Se dovessi descrivere Miss Notty in una sola parola, se possibile, quale sarebbe?
Inibita? No. Senza inibizioni. Oppure oltraggiosa.

“Le donne sanguinano, soffrono, partoriscono, ma vengono considerate delicate. È una sciocchezza.”

Ci sono libri o autori senza i quali “Victorian Psycho” non potrebbe esistere?
“American Psycho”, Joyce Carol Oates, “Il giardino segreto”, Dickens e “Bleak House”. Soprattutto il finale.
Hai imparato qualcosa di nuovo su te stessa scrivendo questo libro?
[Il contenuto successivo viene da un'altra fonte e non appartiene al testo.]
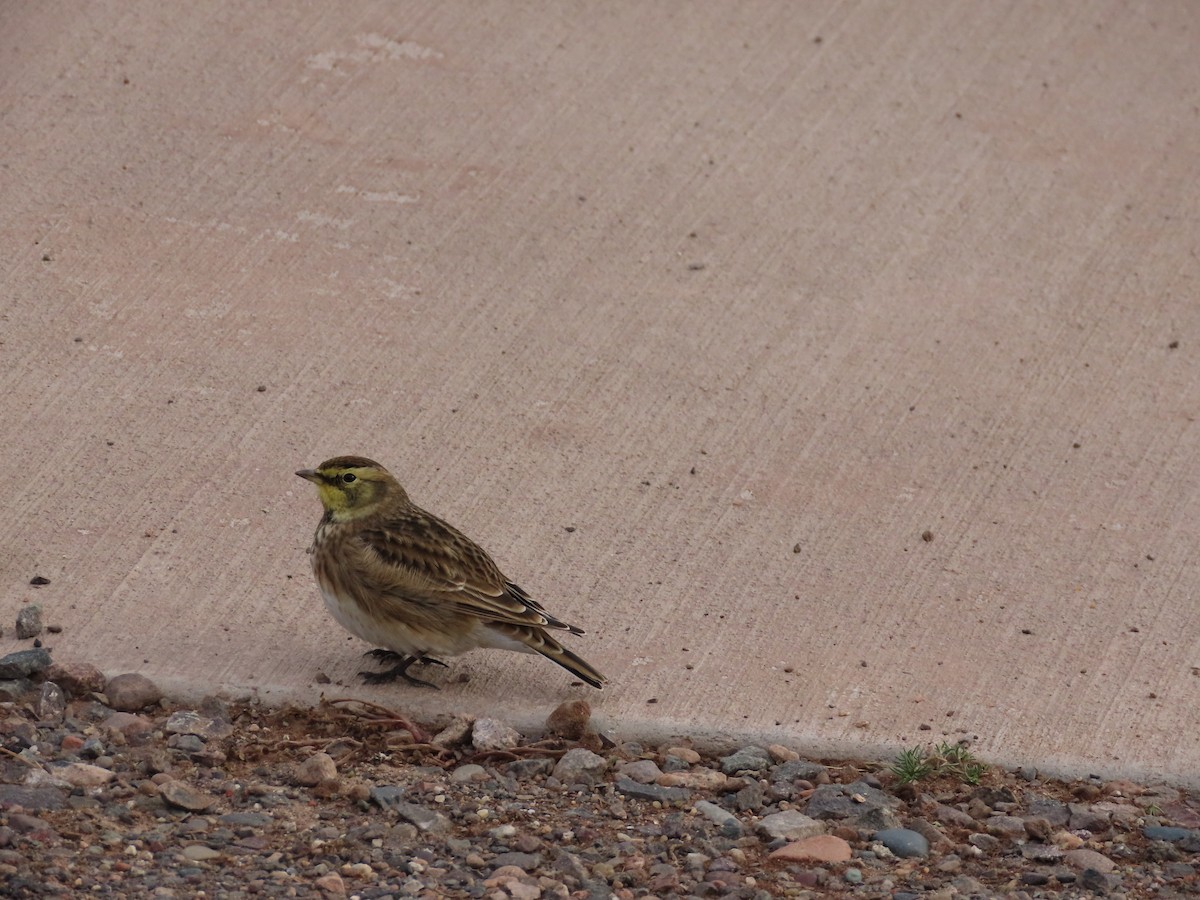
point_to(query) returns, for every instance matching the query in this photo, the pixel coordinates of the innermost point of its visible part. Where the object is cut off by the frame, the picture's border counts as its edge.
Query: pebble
(82, 774)
(387, 797)
(905, 841)
(330, 885)
(751, 760)
(189, 721)
(24, 664)
(148, 805)
(469, 772)
(727, 822)
(129, 725)
(454, 733)
(132, 693)
(313, 771)
(819, 849)
(643, 772)
(783, 754)
(569, 720)
(78, 679)
(1005, 827)
(683, 753)
(790, 825)
(29, 622)
(700, 779)
(1085, 858)
(199, 852)
(652, 792)
(51, 703)
(424, 819)
(184, 796)
(493, 735)
(580, 766)
(1165, 833)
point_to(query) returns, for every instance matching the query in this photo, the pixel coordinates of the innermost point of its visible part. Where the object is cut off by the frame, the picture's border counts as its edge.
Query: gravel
(353, 799)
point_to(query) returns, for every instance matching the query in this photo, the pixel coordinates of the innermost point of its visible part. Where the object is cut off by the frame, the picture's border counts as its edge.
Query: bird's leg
(385, 655)
(399, 671)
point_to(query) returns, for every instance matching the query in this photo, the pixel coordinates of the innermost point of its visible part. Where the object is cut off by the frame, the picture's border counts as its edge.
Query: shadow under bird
(415, 586)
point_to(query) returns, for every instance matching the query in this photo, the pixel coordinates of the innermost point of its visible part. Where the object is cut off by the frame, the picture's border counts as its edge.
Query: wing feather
(420, 558)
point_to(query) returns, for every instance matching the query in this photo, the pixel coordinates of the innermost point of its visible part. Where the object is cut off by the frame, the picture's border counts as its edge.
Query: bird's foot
(399, 671)
(385, 655)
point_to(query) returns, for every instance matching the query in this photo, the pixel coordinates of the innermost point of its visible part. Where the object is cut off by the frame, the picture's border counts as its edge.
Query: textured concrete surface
(750, 297)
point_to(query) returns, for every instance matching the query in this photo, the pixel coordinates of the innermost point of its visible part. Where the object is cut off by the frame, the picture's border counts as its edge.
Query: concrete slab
(697, 316)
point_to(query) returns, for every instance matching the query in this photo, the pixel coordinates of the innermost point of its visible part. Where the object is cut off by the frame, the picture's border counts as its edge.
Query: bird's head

Ho capito che devo rilassarmi con l’editing e l’autocritica. Questa volta sono entrata in una spirale, ho riscritto tutto in modo ossessivo, sono caduta in depressione. Non mi era mai successo prima. Spero di non farlo più.
Ultima domanda: qual è la tua isola felice?
La mia casa, il mio appartamento. Ovunque sia casa mia. Mi piace controllare l’ambiente, nel senso che l’estetica per me è fondamentale. Ho bisogno dei miei libri, del mio divano, della mia TV per sentirmi al sicuro. Quello è il mio happy place.